Wednesday, January 10, 2007

Lorenzo Candelaria

Here is a profile of Lorenzo Candelaria, Assistant Professor of Musicology, University of Texas at Austin


When Lorenzo Candelaria’s 7-year-old daughter asked what he does at work, the University of Texas musicologist told her, “I study the way people pray.”

“Sacred music and art allow us to touch the face of God, through our perception of the world around us,” says Candelaria, an expert on the Catholic sacred music of Spain and Mexico. “They’re the direct ways through which we try to make sense of life and the afterlife, to understand and gain favor with God. The emotion is the magic that happens at that point of contact.”

While intended to be enigmatic, devotional music was not meant to be esoteric, says the scholar. “So I try to make it meaningful and accessible to others; take it out there to people. It’s fun to see my students get charged up about medieval sacred music.”

A few years ago, Candelaria lived briefly amid the Benedictine monks of Santo Domingo, Spain. While at their abbey, he reveled in the sound and study of Gregorian chant. Even today, pondering an old manuscript of church music evokes for him the transcendent experience of a Catholic mass: the mystical sounds, aromatic incense, sun light filtered through stained glass, robed clergy in ritual movement. It is this multi-sensory experience that he seeks to recreate for his students and readers.

“Those chant manuscripts, illustrated with gorgeous pictures, are the multimedia of the Renaissance,” he says. “With their words, music, images, even border decorations that are almost like ads, they’re not dissimilar to the Web sites of today.”

Dr. Michael C. Tusa, associate director of the University of Texas music department, describes Candelaria as “an exceptional young scholar and a gifted teacher” who has already made a significant contribution to the university and to his field. But it wasn’t planned quite this way.

When embarking on his career, Candelaria originally set out to become a chamber or orchestral musician. He studied classical violin at the Cleveland Institute of Music. Subsequently, he took his talents as a string musician on the road, performing with two highly regarded Mexican-American Mariachi bands. Then he went to Oberlin College/Conservatory for further violin studies, and everything changed.

“We all dreaded taking classes like medieval music history — but I ended up having the most wonderful professors, who made it so interesting and compelling,” he says. Switching majors from performance violin to music history, he graduated with a special prize in the field and proceeded to doctoral studies at Yale.

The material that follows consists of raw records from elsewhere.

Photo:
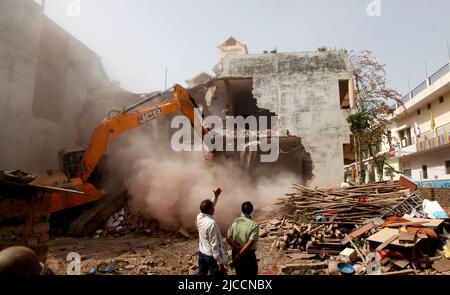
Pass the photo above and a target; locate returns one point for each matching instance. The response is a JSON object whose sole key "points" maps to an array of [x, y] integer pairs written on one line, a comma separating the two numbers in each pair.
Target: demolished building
{"points": [[309, 92]]}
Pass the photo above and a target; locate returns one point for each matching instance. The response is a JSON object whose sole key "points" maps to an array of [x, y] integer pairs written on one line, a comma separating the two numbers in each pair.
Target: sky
{"points": [[138, 39]]}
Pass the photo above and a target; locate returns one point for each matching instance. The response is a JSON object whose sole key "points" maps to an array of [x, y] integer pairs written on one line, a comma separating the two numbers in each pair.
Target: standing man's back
{"points": [[211, 255], [243, 235]]}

Only a few years later, Candelaria is already co-author of a popular college textbook on American music history and has recently written a book on the role of “art music” in Mexican Catholicism. The book addresses the success of liberation theology, which blends Catholic and socialist concepts and imagery, in resonating among the poor of Latin America. For example, musical forms such as folk masses sometimes portray Jesus Christ as a humble worker. And now, among other projects in the works, Candelaria is collaborating with a colleague on ways to use movies as an instructional tool for medieval music history.

“People speak of genius — well, Lorenzo has that capacity to do something extraordinary in a number of areas,” says Dr. Craig Wright, a music professor at Yale, whom Candelaria regards as his primary mentor and role model. “The diversity of his interests and talents is remarkable. I see him becoming a leading voice in music education.”

Raised in El Paso, Texas, Candelaria came from a family of modest means. But his love of the arts was sparked by his music teachers in the Texas public schools. Several were alumni of the very university where he teaches today. In a short time, the young musicologist has come a long way — and yet, come full circle.